Return-to-work rates of 67%, compared to 24% under conventional unimodal treatment. Over 50% resolution of suicidal ideation among participants in structured pain management programs. More than 25,000 patient-months of opioid use were safely avoided within 22 months through interdisciplinary oversight. Net savings of $27,119 per family in the year following intensive rehabilitation. Collective medical savings of $280 million annually compared to conventional care. Workplace productivity gains average $12,600 per successfully treated patient.

The incremental cost per QALY gained in interdisciplinary programs has been estimated at approximately $2,420 — a figure that signals exceptionally high value by any health-economic standard.

These are not marginal improvements. They represent a fundamentally different trajectory for patients, employers, insurers, and the healthcare system.

The VA Got It Right—And Civilian Healthcare Should Follow
The Veterans Health Administration's Stepped Care Model for Pain Management is arguably the most fully operationalized biopsychosocial pain framework in the country. It embeds Pain Champions and multidisciplinary teams directly within primary care, mandates the broad availability of non-pharmacological modalities (yoga, Tai Chi, acupuncture), integrates addiction medicine and suicide prevention into the pain continuum, and delivers CBT for chronic pain in primary care settings.

The VA's SCOUTT program expands medication-assisted treatment for opioid use disorder within standard clinics, and its naloxone distribution initiative places rescue medication in public AED cabinets. This is not an aspirational policy. It is an operational infrastructure.

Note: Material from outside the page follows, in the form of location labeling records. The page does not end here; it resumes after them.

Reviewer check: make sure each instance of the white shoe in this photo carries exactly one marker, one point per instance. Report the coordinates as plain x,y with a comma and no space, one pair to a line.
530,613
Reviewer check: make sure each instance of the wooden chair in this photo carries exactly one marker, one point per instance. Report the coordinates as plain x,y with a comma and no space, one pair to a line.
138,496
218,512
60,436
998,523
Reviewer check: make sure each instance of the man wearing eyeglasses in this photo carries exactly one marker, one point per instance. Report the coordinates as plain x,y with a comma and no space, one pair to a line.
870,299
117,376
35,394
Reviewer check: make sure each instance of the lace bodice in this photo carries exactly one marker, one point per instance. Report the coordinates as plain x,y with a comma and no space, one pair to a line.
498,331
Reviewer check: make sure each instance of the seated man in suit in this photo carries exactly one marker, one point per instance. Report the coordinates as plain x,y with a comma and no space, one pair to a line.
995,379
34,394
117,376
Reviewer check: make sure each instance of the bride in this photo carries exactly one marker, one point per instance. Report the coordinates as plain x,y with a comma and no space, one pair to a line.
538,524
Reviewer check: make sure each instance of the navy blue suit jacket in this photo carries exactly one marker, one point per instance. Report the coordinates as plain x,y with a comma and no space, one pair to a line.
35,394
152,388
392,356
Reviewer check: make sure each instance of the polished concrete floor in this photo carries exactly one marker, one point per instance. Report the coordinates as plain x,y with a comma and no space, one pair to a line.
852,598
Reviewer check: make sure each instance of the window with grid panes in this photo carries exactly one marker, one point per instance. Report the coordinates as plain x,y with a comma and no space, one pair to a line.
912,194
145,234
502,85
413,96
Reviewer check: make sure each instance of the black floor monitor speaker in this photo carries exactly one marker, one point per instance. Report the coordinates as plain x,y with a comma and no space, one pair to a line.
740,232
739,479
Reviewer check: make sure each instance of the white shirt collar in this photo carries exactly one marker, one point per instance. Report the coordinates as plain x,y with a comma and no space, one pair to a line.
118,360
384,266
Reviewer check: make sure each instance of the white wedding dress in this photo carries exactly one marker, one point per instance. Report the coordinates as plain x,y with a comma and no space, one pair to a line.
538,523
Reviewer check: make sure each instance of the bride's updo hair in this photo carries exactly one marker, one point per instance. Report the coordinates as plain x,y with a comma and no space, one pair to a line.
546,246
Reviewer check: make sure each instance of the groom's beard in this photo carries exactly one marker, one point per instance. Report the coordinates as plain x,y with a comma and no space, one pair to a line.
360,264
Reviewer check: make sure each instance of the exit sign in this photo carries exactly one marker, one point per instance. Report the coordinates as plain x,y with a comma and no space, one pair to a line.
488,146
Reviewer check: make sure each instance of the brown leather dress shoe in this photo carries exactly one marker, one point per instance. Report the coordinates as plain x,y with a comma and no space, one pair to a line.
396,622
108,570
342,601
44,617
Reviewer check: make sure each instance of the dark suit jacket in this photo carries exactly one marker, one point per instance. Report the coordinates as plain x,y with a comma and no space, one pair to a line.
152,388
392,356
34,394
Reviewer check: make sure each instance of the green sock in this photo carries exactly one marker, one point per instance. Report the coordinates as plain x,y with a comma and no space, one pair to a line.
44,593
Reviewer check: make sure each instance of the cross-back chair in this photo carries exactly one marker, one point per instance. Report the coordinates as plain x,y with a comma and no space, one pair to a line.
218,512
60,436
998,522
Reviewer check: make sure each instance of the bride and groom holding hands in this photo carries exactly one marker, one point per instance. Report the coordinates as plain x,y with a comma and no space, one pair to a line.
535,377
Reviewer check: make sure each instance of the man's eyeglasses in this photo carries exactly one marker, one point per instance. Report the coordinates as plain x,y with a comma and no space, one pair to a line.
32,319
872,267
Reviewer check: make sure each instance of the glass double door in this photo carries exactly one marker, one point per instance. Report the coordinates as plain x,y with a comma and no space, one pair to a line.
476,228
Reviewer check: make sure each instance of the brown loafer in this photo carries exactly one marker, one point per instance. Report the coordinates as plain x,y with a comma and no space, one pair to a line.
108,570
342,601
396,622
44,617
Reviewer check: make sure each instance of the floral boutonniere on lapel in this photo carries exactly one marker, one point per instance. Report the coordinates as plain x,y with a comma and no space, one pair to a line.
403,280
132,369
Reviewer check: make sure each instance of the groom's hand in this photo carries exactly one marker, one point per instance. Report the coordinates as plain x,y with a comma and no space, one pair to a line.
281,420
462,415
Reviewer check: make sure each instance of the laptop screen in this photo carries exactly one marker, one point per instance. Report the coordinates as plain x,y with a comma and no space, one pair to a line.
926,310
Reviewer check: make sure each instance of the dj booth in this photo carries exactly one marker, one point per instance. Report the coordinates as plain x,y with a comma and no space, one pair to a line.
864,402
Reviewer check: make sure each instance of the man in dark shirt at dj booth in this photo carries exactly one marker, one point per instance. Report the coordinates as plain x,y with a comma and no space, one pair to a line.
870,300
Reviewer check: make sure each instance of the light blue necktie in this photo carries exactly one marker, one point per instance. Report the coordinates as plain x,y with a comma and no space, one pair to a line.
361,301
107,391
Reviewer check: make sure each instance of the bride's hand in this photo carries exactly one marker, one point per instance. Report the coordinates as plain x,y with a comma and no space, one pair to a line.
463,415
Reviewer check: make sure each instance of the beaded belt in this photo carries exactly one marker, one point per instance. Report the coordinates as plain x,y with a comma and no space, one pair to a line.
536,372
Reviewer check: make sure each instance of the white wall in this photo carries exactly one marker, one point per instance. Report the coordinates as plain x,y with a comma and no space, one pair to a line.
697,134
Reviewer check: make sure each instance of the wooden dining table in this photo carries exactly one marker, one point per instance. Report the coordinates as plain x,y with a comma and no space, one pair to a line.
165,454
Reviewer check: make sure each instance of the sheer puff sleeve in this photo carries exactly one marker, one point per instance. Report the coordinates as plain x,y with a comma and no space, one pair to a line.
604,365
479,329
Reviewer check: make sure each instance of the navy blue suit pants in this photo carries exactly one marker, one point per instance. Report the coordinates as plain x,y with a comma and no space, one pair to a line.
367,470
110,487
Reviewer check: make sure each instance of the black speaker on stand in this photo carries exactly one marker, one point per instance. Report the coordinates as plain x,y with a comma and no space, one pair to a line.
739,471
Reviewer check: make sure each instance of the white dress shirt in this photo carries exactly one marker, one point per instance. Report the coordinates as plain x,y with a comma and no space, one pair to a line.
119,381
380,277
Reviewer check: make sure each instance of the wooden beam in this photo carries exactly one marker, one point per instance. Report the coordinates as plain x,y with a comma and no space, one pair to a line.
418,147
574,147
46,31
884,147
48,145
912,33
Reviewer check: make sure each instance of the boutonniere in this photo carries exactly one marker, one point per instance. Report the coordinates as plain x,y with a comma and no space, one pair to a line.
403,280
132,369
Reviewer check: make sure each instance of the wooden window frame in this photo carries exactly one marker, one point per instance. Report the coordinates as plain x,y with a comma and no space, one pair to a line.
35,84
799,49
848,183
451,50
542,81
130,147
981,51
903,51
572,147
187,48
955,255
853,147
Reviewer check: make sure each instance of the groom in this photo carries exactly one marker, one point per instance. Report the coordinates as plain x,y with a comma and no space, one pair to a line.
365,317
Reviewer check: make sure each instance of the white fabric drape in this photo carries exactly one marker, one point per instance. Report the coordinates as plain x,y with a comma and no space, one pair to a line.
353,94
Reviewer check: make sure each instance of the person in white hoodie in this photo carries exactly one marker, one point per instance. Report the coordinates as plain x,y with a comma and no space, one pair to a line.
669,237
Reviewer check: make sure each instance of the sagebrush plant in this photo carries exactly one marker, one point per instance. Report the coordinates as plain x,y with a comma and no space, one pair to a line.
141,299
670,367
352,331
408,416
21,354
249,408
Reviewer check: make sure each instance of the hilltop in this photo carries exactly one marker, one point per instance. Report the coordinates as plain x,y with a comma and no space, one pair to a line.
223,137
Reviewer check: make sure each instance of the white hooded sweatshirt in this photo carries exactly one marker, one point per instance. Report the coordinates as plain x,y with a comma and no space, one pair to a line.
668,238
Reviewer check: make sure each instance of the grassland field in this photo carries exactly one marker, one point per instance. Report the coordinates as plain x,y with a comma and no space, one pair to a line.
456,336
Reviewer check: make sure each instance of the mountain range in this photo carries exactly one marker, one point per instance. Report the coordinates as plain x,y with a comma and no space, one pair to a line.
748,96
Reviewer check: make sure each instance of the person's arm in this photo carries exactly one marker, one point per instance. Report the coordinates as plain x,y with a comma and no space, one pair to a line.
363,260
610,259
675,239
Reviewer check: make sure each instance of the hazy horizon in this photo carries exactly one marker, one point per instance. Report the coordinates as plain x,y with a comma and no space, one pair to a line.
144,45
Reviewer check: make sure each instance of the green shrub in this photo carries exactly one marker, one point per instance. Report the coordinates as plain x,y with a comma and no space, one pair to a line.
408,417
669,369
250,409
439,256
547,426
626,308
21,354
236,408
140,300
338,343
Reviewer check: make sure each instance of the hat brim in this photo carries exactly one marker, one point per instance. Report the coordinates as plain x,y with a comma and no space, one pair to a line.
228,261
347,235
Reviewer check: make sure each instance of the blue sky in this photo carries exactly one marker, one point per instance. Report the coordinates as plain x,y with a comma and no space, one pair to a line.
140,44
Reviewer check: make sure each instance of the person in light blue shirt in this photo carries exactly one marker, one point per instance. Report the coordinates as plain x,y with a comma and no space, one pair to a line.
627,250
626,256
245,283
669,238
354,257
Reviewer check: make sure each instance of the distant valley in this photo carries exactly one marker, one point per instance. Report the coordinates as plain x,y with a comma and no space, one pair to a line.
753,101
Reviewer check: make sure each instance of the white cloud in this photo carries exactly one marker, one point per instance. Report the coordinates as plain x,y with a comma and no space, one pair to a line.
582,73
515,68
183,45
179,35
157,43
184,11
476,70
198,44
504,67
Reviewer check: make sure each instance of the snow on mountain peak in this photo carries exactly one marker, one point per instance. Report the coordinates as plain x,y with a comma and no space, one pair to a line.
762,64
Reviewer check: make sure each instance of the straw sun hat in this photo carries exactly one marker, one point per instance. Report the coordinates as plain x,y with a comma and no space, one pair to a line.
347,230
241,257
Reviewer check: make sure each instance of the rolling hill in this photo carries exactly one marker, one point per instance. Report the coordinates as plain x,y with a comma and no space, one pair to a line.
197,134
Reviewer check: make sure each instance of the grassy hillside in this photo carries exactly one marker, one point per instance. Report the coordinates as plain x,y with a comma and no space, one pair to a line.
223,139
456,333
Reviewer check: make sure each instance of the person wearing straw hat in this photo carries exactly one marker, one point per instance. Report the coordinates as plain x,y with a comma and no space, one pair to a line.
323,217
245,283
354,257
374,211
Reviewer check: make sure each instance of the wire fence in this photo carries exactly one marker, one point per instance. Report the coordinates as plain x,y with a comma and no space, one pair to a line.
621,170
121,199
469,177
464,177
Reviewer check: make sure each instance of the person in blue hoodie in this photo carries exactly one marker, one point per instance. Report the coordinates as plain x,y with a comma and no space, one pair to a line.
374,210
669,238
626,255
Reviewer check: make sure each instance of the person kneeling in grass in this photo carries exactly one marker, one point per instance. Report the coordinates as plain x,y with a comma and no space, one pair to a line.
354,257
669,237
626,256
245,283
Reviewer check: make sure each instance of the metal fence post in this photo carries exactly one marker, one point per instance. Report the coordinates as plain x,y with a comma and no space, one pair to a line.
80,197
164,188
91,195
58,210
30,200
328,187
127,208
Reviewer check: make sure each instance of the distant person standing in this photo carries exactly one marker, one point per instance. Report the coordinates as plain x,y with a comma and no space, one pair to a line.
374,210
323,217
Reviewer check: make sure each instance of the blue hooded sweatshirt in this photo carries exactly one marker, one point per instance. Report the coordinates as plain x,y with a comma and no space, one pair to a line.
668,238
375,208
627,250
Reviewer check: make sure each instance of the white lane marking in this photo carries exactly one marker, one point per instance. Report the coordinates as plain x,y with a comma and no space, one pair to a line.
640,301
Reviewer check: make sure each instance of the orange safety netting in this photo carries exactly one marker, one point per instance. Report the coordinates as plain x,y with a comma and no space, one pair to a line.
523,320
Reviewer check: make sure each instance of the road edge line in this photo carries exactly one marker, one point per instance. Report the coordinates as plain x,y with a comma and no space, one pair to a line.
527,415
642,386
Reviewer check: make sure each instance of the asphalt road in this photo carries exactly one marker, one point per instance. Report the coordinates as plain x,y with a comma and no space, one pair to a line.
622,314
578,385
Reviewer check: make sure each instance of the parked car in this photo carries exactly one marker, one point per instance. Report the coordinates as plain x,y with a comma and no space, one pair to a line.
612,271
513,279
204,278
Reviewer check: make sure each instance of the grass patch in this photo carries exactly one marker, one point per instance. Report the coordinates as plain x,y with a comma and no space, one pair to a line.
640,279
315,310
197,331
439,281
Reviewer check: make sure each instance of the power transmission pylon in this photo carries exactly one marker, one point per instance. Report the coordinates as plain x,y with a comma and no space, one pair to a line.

Civilian healthcare systems — including New York's Medicaid program, managed care organizations, and county health departments — have no shortage of strategic guidance. The HHS National Pain Strategy and the CDC's 2022 Clinical Practice Guidelines both call for the same biopsychosocial transformation. What is missing is the structural will to implement it.

Moving From Evidence to Operationalization
The research base is mature. The economic case is overwhelming. The chronic pain field does not need more proof-of-concept — it needs the implementation infrastructure outlined at the start of this piece: integrated clinical training, outcome-based reimbursement, patient education empowered, and the systematic integration of behavioral health, physical rehabilitation, and risk mitigation into every pain care pathway.

This is the work that Anodunos was built for. Through the Anodunos Method Navigator (AMN) and Anodunos Method Provider (AMP) certification programs, and in partnership with the U.S. Pain Foundation, we are operationalizing the biopsychosocial model — translating the evidence into clinical workflows, provider training, and patient empowerment frameworks that make interdisciplinary care the standard, not the exception.

The data in this article represent real people — over 60 million nationally and every New Yorker navigating a fragmented system at the county, regional, and state levels. They deserve better. And the evidence says better is achievable.